In the meantime, another friend of mine who has two very nice dressage horses had to rush one horse to the local trauma care center. Her gelding has a very serious issue. The chances of him making it longer than the next two months are about one percent. This friend, I'll call her Sandy, is already trying to figure out how to purchase another horse. Since she works full-time and doesn't have the support of her family in her riding/showing, I question her buying yet another show horse. She questions me only having one "show" horse.
Over the years I've worked hard to reduce the stress in my life. Riding one dressage horse on a regular basis is all I can handle with writing and a full-time job, not just financially but emotionally. I don't like spreading my life so thin that I'm run ragged all the time. Yet, I can certainly see her point. I've been out of the saddle more than I've been in it these past several months. Yet, I can't justify having another horse as a "backup" in case something happens to the current one. I don't have those kinds of resources. Even if I did, I probably wouldn't do it. Especially if my family was dead set against it, and it caused tension and unrest.
Yet, I also see my friend's point of view. Horses are her priority, her life, the thing she lives for. For her, the added stress is worth it. For me, I need more balance in my life. I need time for other interests, time for family, and I don't want to tie up all my expendable income in horses. As a result, facing Gailey's eventual retirement doesn't leave the gaping empty hole it might in others. Oh, there'll be a hole, but it'll be quickly filled with all the other things I love to do.
When Gailey is no longer rideable, she'll retire at my home. Whether or not I'll get another horse is up in the air. That's a commitment I've made to her. I imagine that's how most of us come to have "unusable" horses.
Horses fill our lives in different and varied levels. What works for one of us, won't work for another. Always having two horses fulfills a need of Sandy's. Only having one riding horse fills my needs.
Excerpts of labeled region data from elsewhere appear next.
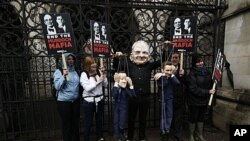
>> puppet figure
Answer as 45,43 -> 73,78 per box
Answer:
112,73 -> 135,141
116,40 -> 170,141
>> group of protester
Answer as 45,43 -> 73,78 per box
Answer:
54,40 -> 215,141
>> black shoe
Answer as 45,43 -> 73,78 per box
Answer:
98,137 -> 105,141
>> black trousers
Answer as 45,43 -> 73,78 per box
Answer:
128,95 -> 150,140
57,100 -> 80,141
171,103 -> 185,140
188,105 -> 207,123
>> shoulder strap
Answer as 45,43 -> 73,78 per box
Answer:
58,68 -> 63,74
83,70 -> 90,78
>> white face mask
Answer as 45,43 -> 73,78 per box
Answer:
130,46 -> 149,65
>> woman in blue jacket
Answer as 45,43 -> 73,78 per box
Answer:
187,54 -> 215,141
53,53 -> 80,141
155,62 -> 180,141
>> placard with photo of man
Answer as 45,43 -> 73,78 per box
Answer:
40,13 -> 76,55
90,20 -> 110,57
170,16 -> 197,52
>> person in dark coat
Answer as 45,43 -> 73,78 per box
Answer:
171,53 -> 186,141
187,54 -> 215,141
155,62 -> 180,141
114,40 -> 170,141
112,73 -> 135,141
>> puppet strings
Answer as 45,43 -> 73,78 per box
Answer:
160,40 -> 174,130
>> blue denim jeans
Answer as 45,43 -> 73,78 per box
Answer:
83,99 -> 104,141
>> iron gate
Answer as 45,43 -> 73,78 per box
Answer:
0,0 -> 226,140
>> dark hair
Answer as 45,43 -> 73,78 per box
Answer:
192,53 -> 203,67
161,61 -> 173,69
83,56 -> 95,72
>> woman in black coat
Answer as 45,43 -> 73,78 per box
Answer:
187,54 -> 215,141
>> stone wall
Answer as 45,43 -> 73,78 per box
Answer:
213,0 -> 250,132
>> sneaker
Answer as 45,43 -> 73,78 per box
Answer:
98,137 -> 104,141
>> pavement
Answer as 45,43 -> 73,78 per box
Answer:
85,127 -> 229,141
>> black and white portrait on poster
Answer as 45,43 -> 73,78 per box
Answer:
40,13 -> 76,55
90,20 -> 111,57
170,16 -> 197,52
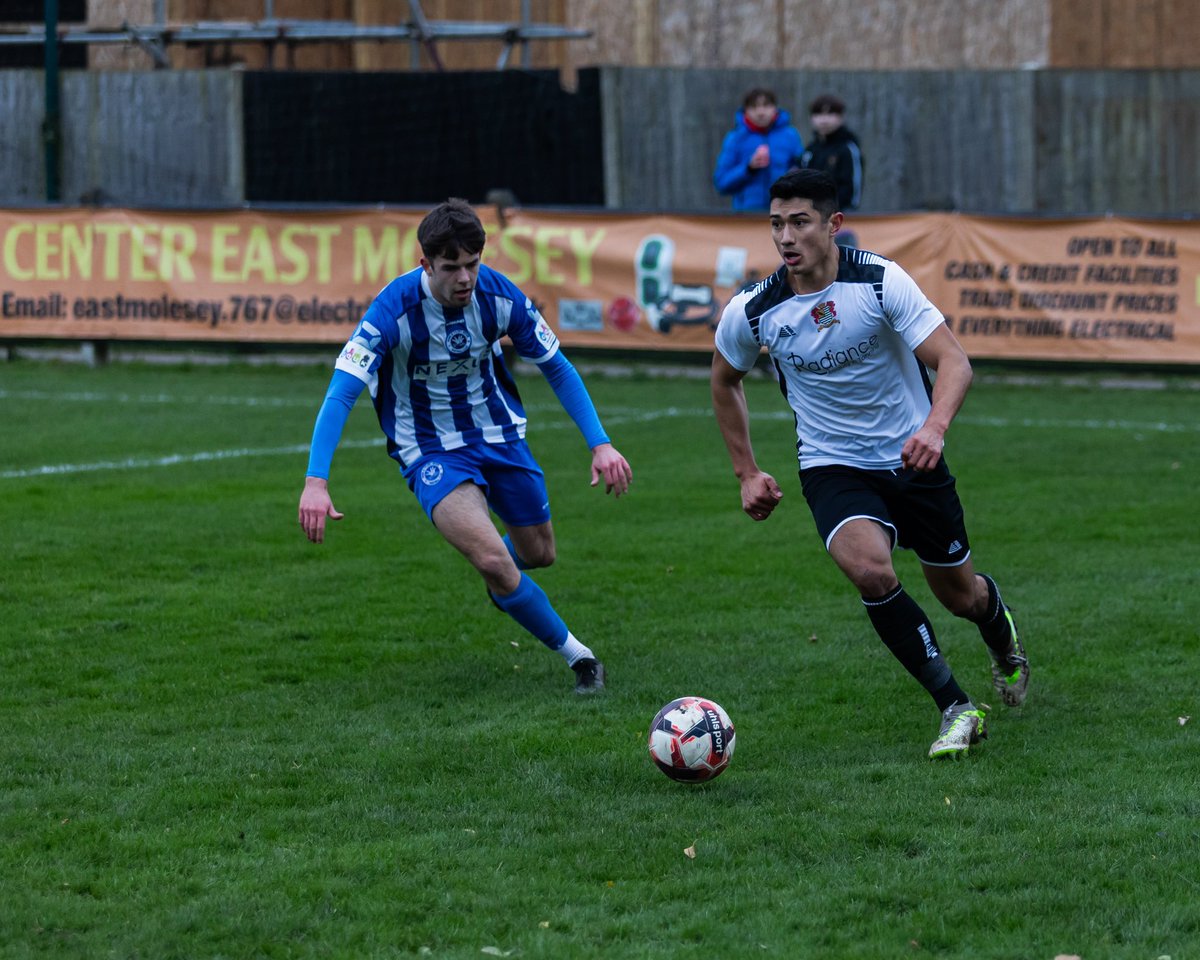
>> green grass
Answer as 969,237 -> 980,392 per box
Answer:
0,361 -> 1200,960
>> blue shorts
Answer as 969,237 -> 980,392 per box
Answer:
800,460 -> 971,566
403,440 -> 550,527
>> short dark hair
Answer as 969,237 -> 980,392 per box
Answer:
416,197 -> 487,260
770,168 -> 838,220
742,86 -> 779,110
809,94 -> 846,116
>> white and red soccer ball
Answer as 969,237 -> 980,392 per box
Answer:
647,697 -> 736,784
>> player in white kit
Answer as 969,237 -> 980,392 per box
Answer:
712,170 -> 1030,758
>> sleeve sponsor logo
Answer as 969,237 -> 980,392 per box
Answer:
337,340 -> 376,372
534,313 -> 558,350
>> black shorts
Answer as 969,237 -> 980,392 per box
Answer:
800,460 -> 971,566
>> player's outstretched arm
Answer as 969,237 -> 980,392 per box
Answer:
710,350 -> 784,520
300,476 -> 346,544
592,443 -> 634,497
900,324 -> 974,472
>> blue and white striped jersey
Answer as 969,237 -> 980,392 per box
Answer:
336,264 -> 558,464
716,247 -> 944,470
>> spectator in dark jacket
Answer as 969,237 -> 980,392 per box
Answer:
713,86 -> 804,210
800,94 -> 863,214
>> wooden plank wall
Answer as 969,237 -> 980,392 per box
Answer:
79,0 -> 1200,72
0,67 -> 1200,216
602,67 -> 1200,216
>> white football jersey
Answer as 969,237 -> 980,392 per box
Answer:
716,247 -> 946,470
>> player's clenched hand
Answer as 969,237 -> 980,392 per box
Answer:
900,424 -> 946,473
742,470 -> 784,520
592,443 -> 634,497
300,476 -> 344,544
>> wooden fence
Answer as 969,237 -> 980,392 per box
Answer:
0,67 -> 1200,217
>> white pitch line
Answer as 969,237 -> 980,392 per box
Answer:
0,405 -> 1200,480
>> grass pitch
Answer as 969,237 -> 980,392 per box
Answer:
0,358 -> 1200,960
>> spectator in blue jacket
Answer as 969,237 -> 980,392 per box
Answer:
713,86 -> 804,210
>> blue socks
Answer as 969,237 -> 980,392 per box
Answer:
503,534 -> 529,571
492,573 -> 570,650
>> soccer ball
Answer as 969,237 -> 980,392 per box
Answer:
648,697 -> 736,784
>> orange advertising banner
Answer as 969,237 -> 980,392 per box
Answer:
0,206 -> 1200,364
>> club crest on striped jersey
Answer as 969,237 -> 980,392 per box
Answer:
337,340 -> 374,370
809,300 -> 841,330
446,326 -> 470,353
526,298 -> 558,350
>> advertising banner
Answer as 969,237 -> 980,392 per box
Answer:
0,206 -> 1200,364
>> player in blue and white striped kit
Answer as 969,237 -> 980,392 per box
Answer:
300,199 -> 632,694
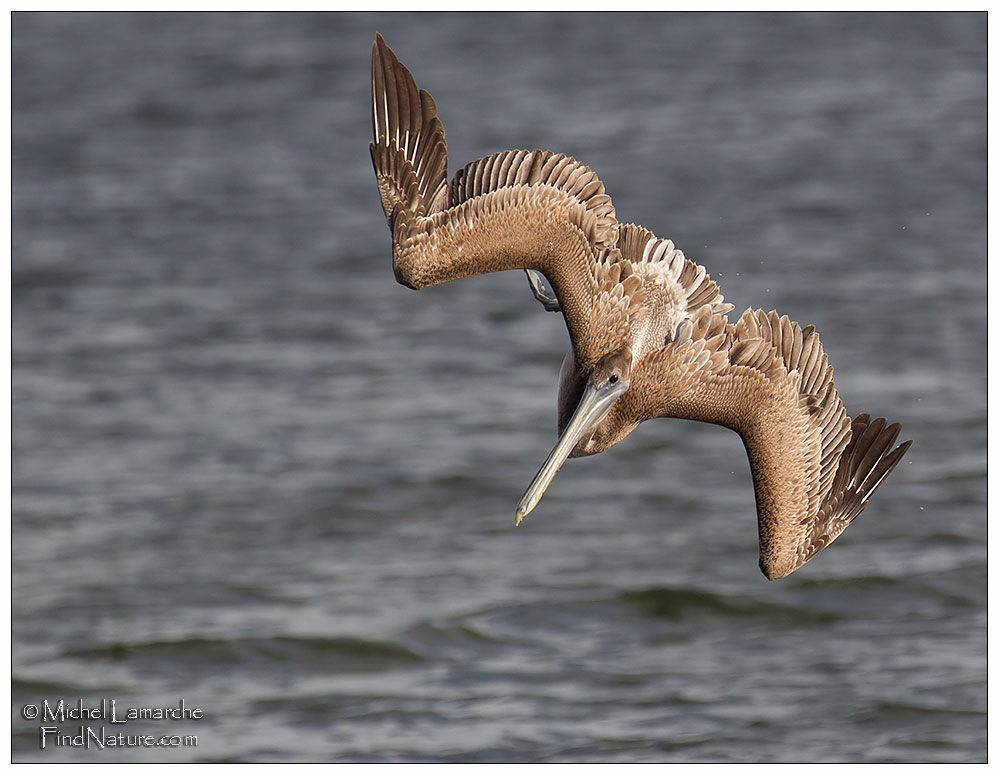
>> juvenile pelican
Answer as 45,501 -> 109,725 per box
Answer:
371,35 -> 911,579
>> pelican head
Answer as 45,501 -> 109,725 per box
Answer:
517,345 -> 632,525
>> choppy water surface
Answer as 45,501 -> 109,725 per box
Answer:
12,14 -> 987,762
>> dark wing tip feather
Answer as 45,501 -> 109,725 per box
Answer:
371,33 -> 447,220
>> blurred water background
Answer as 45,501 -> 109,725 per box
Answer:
12,13 -> 987,762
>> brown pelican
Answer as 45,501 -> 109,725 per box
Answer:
371,35 -> 911,579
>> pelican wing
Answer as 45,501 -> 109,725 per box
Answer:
642,307 -> 911,578
371,35 -> 447,223
371,35 -> 640,359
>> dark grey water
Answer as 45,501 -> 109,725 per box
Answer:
12,14 -> 987,762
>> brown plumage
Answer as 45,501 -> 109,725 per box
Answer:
371,35 -> 911,578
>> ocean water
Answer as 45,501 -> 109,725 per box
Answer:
11,13 -> 987,762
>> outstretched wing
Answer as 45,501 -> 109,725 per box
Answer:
643,307 -> 911,579
371,35 -> 447,228
371,36 -> 632,366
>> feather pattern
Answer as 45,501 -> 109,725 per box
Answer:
371,35 -> 911,578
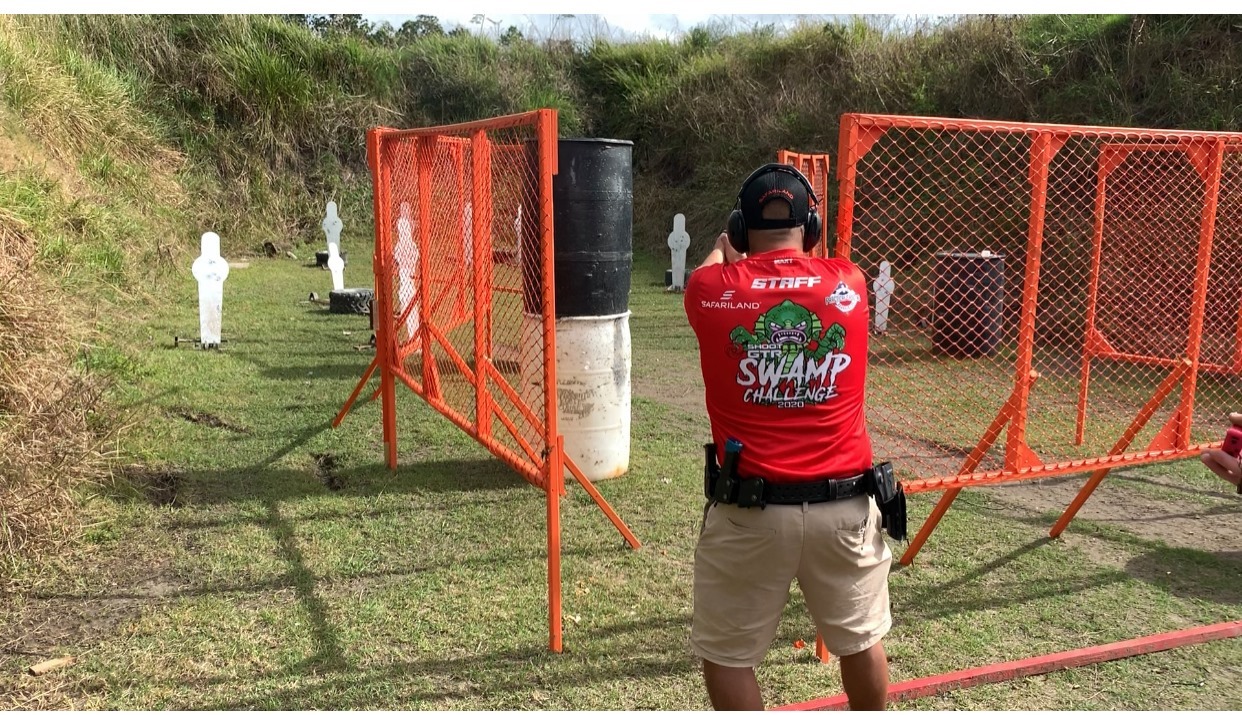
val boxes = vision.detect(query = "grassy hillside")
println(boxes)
[7,15,1242,578]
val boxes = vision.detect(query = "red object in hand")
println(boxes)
[1221,427,1242,458]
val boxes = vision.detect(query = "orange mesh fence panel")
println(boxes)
[836,114,1242,557]
[776,149,831,256]
[333,109,638,652]
[376,115,550,487]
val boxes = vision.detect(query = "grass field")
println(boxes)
[0,245,1242,710]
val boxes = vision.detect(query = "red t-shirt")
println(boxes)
[686,251,872,483]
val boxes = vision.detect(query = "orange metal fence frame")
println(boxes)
[776,149,832,256]
[824,114,1242,565]
[333,109,640,653]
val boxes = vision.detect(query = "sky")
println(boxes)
[9,0,1182,25]
[365,13,864,40]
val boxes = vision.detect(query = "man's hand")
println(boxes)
[699,231,746,268]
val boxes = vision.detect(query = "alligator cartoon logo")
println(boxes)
[729,300,846,360]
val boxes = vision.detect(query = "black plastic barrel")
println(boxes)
[523,139,633,318]
[932,252,1005,358]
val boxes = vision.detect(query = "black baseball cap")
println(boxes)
[738,164,811,230]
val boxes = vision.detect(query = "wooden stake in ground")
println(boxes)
[29,655,73,675]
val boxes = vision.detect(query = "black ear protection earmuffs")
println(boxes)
[725,164,821,253]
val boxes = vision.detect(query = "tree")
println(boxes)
[396,15,445,42]
[501,25,525,46]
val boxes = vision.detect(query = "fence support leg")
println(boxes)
[1048,360,1190,539]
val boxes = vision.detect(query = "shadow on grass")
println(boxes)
[169,617,698,710]
[993,504,1242,605]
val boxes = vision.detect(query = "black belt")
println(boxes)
[764,474,867,504]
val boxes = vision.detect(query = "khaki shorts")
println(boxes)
[691,497,893,668]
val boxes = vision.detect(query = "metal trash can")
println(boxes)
[932,251,1005,358]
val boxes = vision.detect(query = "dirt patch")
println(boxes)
[0,556,181,658]
[169,407,250,434]
[312,452,345,492]
[987,472,1242,564]
[118,464,185,506]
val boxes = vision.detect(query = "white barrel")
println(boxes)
[522,313,631,482]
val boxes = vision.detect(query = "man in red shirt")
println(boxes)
[686,164,892,710]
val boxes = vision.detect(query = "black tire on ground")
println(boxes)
[314,251,349,268]
[328,288,373,315]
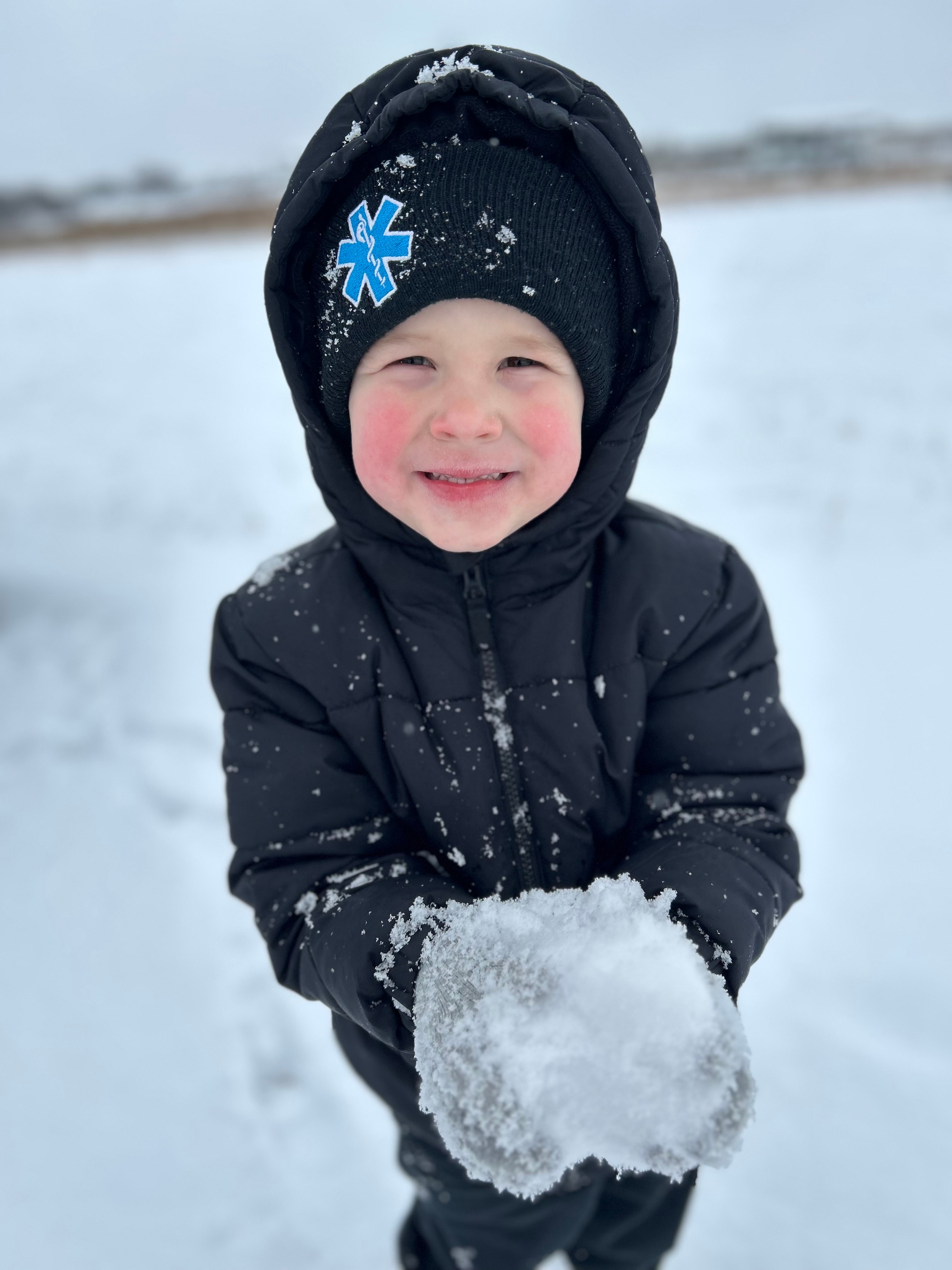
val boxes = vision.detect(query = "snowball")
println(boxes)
[401,876,754,1198]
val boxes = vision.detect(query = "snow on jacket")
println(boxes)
[212,47,802,1097]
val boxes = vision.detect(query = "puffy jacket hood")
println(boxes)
[265,46,678,584]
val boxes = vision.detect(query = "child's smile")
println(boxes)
[349,300,584,551]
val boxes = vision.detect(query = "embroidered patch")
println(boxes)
[338,194,412,309]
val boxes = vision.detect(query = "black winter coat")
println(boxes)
[212,48,802,1119]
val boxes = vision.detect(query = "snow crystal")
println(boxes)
[294,890,317,930]
[404,876,754,1196]
[416,48,494,84]
[482,687,513,749]
[247,554,291,591]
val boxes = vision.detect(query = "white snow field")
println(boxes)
[0,188,952,1270]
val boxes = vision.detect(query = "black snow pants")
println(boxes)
[400,1128,696,1270]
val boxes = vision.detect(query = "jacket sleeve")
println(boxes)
[212,596,470,1051]
[614,547,803,998]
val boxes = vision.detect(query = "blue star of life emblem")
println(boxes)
[338,194,412,309]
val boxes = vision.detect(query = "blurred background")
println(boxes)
[0,0,952,1270]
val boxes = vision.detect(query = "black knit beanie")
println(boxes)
[311,137,620,428]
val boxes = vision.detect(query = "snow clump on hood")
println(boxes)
[406,876,754,1198]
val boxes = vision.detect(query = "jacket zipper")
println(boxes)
[463,565,545,890]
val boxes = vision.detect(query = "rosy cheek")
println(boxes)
[519,403,581,489]
[350,391,412,497]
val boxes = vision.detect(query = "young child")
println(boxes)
[212,47,802,1270]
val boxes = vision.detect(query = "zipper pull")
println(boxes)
[463,564,486,604]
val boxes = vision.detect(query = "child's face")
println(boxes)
[350,300,584,551]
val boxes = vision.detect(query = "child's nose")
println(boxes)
[430,395,503,441]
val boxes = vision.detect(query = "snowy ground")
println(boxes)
[0,189,952,1270]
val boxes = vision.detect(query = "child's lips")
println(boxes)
[423,471,512,485]
[416,469,517,503]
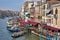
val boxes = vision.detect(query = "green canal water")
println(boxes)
[0,17,40,40]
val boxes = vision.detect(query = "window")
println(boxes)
[38,16,42,19]
[26,14,30,18]
[55,8,58,14]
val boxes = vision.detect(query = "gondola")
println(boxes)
[11,31,26,38]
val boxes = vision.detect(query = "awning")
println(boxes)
[46,9,51,15]
[20,21,28,25]
[29,22,37,26]
[20,20,37,26]
[43,24,59,32]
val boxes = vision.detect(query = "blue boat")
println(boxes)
[7,27,21,32]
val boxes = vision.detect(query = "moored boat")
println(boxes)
[11,31,26,38]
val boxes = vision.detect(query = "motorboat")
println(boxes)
[11,31,26,38]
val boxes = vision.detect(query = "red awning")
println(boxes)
[20,21,28,25]
[43,24,58,31]
[29,22,37,26]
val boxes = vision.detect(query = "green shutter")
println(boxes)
[26,14,30,18]
[38,16,42,19]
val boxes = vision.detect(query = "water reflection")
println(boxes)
[0,17,39,40]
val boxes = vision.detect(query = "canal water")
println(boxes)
[0,17,40,40]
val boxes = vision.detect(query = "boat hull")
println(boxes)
[7,27,20,32]
[11,31,26,38]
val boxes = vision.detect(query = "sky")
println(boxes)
[0,0,25,11]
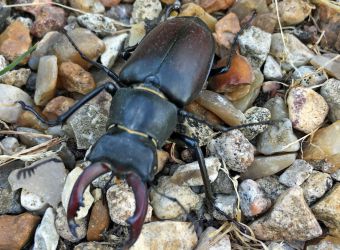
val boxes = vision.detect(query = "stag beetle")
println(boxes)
[20,5,268,248]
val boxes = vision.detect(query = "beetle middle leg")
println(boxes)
[18,82,119,126]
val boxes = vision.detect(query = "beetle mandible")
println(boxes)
[19,6,268,248]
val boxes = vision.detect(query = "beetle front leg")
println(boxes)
[18,82,119,126]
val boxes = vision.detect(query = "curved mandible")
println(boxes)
[67,162,111,237]
[124,172,148,248]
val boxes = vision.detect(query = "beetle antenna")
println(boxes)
[178,109,275,132]
[209,10,256,77]
[64,29,123,85]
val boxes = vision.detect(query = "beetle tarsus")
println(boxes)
[124,172,148,248]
We're all different, and our solutions to problems are different. Some of us invite stress, some of us avoid it. I've learned to avoid stress the older I get. Which is probably why I'll eventually fill my horse fix with a nice little trail horse, and why she'll continue to ride and show two horses, despite the extra stress it puts on her, the extra money she spends, the problems it causes within her family, etc. The last several times I've spoken to her she's burst into tears. Believe me, she is not the crying type. I question if it's all worth it for the return she gets?
So as the holidays approach, along with the stress that comes with them, do yourself a favor. Give yourself a present. Find ways to reduce the stress in your lives. I, for one, didn't decorate for Christmas this year. We won't be home for Christmas, and the decorating has lost its appeal to me. I found a 1-foot tree and plugged it in. I cut back on present buying. I donated money to charities rather buying gifts to exchange at parties. I'm simplifying my life. The truth is no one cares that I didn't decorate or that I didn't spend tons of money on gifts.
So to all of you, have a Merry Christmas, enjoy your family and friends, and remember the true reason for the season. Simplify your life and go back to basics on what's really important to you.